Als het over terroristen gaat bedoelt Saoedi-Arabië natuurlijk in de eerste plaats de sjiitische Houthi’s. Maar hoe zit het met Al Qaida en IS? Zij zijn toch ook actief in Jemen?

‘IS stelt nu weinig meer voor. Sinds de val van het zogenaamde kalifaat heeft de groep nog maar weinig aantrekkingskracht op jihadisten. Al Qaida heeft in Jemen sterkere papieren. De organisatie is al sinds de jaren negentig actief in het land. De Jemenitische president nodigde de Mujahideen uit, de Arabische krijgers die in de jaren tachtig tegen het Rode Leger in Afghanistan vochten. Hij hoopte dat hij deze geharde militairen nog een keer ergens voor kon gebruiken. Een groep veteranen van de Afghanistan-oorlog, onder leiding van Osama Bin Laden, beraamde echter plannen voor terreuraanslagen op Amerikaanse doelen: de ambassades in Kenia en Tanzania in 1998, en de aanslag op het vliegdekschip de USS Cole in 2000. De Jemenitische regering wist hier niets van, maar tolereerde Al Qaida wel.’

En wat doet Al Qaida?

‘Dat is niet altijd even duidelijk. Soms heeft Al Qaida een stadje bezet in Jemen, tot ze er weer uit worden verdreven. De Verenigde Arabische Emiraten, die ook onderdeel waren van de door Saoedi-Arabië geleide coalitie, streden specifiek tegen Al Qaida. Maar strijders van Al Qaida die zich hadden overgegeven aan troepen van de VAE gingen daarna als milities bij de VAE in dienst. Kortom, het is erg ingewikkeld.’

De oorlog in Jemen duurt acht jaar. Waarom zo lang?

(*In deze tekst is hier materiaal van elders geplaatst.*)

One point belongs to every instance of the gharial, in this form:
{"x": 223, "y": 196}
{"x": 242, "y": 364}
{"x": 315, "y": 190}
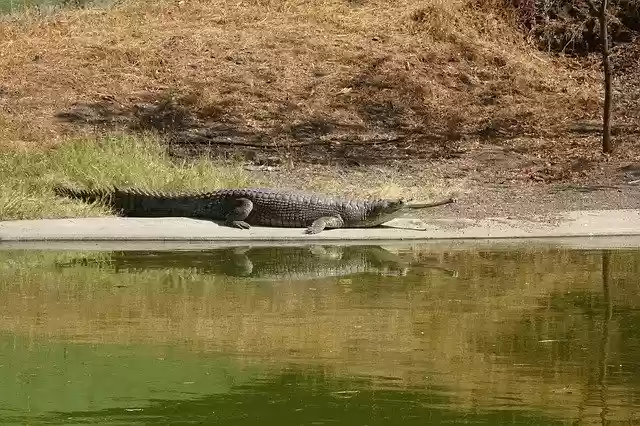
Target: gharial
{"x": 241, "y": 208}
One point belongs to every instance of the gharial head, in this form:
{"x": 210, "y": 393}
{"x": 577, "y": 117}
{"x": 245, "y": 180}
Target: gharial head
{"x": 381, "y": 211}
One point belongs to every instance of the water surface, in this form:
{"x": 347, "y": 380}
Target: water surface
{"x": 320, "y": 335}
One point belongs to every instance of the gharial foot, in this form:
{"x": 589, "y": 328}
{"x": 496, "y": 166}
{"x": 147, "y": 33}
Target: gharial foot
{"x": 240, "y": 224}
{"x": 320, "y": 224}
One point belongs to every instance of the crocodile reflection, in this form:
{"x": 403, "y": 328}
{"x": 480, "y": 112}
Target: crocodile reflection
{"x": 269, "y": 263}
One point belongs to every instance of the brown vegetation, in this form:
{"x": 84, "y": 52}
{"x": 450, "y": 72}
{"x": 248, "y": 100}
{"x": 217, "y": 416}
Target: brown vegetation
{"x": 440, "y": 91}
{"x": 424, "y": 73}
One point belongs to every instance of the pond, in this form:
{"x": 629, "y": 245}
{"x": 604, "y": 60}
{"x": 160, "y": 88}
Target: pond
{"x": 314, "y": 335}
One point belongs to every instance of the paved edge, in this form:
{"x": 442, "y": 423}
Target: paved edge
{"x": 567, "y": 225}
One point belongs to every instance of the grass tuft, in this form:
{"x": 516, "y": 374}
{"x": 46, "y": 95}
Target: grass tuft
{"x": 27, "y": 177}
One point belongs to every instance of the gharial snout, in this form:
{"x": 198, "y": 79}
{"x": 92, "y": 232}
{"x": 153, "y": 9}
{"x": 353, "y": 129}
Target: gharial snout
{"x": 409, "y": 204}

‘Dat komt omdat de Saoediërs niet bereid zijn om hun verlies toe te geven. Saoedi-Arabië kondigde in 2015 met veel bombarie aan korte metten te zullen maken met Houthi-rebellen. Maar na acht jaar zijn de Houthi’s nog steeds niet verslagen. Ze bedreigen zelfs de Saoedische olieproductie. De Saoediërs hebben de oorlog feitelijk verloren. Maar het is pijnlijk om dit te accepteren, want dit betekent gezichtsverlies. Je zou Jemen het Vietnam van Saoedi-Arabië kunnen noemen.’

Hoeveel doden zijn er inmiddels gevallen?

‘Dat is heel moeilijk in te schatten, want er zijn veel strijdende partijen en er is geen instantie die het bijhoudt. Een kennis van mij, die werkt voor een Jemenitische organisatie in Libanon, zegt dat de beste manier om het aantal doden te tellen het tellen van graven is. Hij spreekt van honderdduizenden slachtoffers.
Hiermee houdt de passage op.